An easy way to solve for this is customization -- if no two users have the same "algorithm" powering their feed, it becomes hard for anyone to do this, because perhaps one user's algorithm filters out anything tagged with politics, or with a low Flesch–Kincaid score, or non-text posts, etc.
The problem, and where I strongly agree with the parent's statement that "I feel like social media has changed human behavior", is that the users themselves seek the engagement. Content creators want feedback about their content. You can codify that as "views", "likes", or whatever, but the whole problem here is fundamentally that most creators try and pursue strategies that increase whichever metric they are tracking to get value out of their posting.
I watched Bluesky grow up and become a "real network" and once Bluesky hit a certain scaling point it became the exact same as all the other supposed algorithmic-engagement optimized sites. Posters started posting snippy, sneery comments because it made the Like count go up.
> perhaps one user's algorithm filters out anything tagged with politics, or with a low Flesch–Kincaid score, or non-text posts, etc.

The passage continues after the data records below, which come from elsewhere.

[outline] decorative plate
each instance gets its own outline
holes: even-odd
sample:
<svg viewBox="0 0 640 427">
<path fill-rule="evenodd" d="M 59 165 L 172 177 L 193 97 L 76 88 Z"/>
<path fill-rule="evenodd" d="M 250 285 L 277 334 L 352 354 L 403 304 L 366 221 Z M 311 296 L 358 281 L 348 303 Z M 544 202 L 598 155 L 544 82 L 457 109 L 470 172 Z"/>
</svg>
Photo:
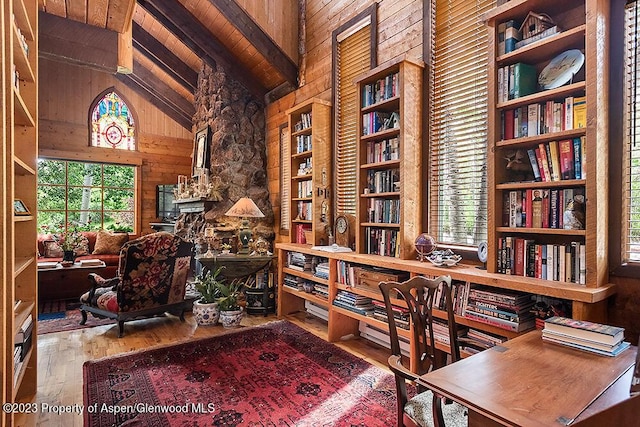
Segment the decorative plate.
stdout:
<svg viewBox="0 0 640 427">
<path fill-rule="evenodd" d="M 556 56 L 544 67 L 538 76 L 542 89 L 555 89 L 573 78 L 584 64 L 584 54 L 578 49 L 570 49 Z"/>
</svg>

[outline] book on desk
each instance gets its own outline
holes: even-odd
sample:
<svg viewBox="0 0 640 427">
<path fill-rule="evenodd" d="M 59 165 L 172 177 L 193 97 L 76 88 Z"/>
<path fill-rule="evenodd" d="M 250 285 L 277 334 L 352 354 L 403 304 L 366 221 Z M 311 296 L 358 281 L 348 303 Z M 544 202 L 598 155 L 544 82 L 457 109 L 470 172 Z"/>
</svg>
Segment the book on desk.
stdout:
<svg viewBox="0 0 640 427">
<path fill-rule="evenodd" d="M 630 346 L 623 328 L 561 316 L 545 320 L 542 339 L 604 356 L 617 356 Z"/>
</svg>

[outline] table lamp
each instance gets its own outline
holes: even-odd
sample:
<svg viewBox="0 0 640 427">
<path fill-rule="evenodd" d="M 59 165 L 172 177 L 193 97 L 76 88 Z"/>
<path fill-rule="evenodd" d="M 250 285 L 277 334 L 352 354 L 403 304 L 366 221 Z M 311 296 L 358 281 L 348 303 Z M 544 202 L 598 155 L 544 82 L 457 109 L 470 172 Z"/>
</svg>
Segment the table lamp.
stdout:
<svg viewBox="0 0 640 427">
<path fill-rule="evenodd" d="M 242 226 L 238 230 L 238 238 L 242 243 L 242 249 L 238 251 L 238 254 L 249 253 L 249 241 L 251 240 L 251 228 L 249 228 L 249 218 L 263 218 L 264 214 L 256 206 L 256 204 L 248 197 L 242 197 L 238 200 L 231 209 L 225 214 L 227 216 L 235 216 L 242 218 Z"/>
</svg>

Zuck talked about how Threads specifically filtered out political content [1] and how that decision was reversed [2]. It turns out that users didn't like filtering out political content even though as most of us know, it tends to turn into dunking competitions online.
So I largely agree with what the parent said. The expectations in the game have changed. Content creators want big number to go up. People want to dunk on each other because it's fun and feels righteous. No algorithms or manifestos seem to change this fundamental change in the way folks post and engage with social media. Maybe a protracted education campaign can, though.
[1]: https://www.npr.org/2024/03/26/1240737627/meta-limit-politic... [2]: https://www.techpolicy.press/transcript-mark-zuckerberg-anno...
In the open source world there's this tendency to confuse software and services - people write software with which a service could be run, and then declare that the service exists. Highly P2P software (like Bitcoin) is an exception since the software and the service are basically the same thing.
Services don't have to be expensive to run, but they do if they want to host image and video uploads. IRC is still available for free. The most expensive part of running a service in the current environment is most likely mitigating the legal risk when someone uploads something the government doesn't like. Note this expense doesn't exist if you run it on the dark web, but then you won't have any users either.
nick007•7h ago
eggbrain•7h ago
Perhaps you don't want to receive news about celebrities, _unless_ it involves someone you care deeply about, for example Michael Jackson. It would require quite a bit of tailoring for a platform to be able to curate for that.
lapcat•5h ago
I, uh... don't expect much news in the future about Michael Jackson.
TheCondor•6h ago
It costs next to nothing, provides some sort of sensation in your brain that you're doing things, you might see some neat pictures or videos. It's like a different kind of video game where you can't win and it's appealing to nearly every age group, gender, demographic.
cvwright•5h ago
Trying to grow a new product is super hard. Trying to move into an established market is even harder. Trying to do that while also foregoing all the dark patterns is … well I won’t say it’s impossible but ugh it would take a huge head start in terms of name recognition, funding, or something else truly extraordinary.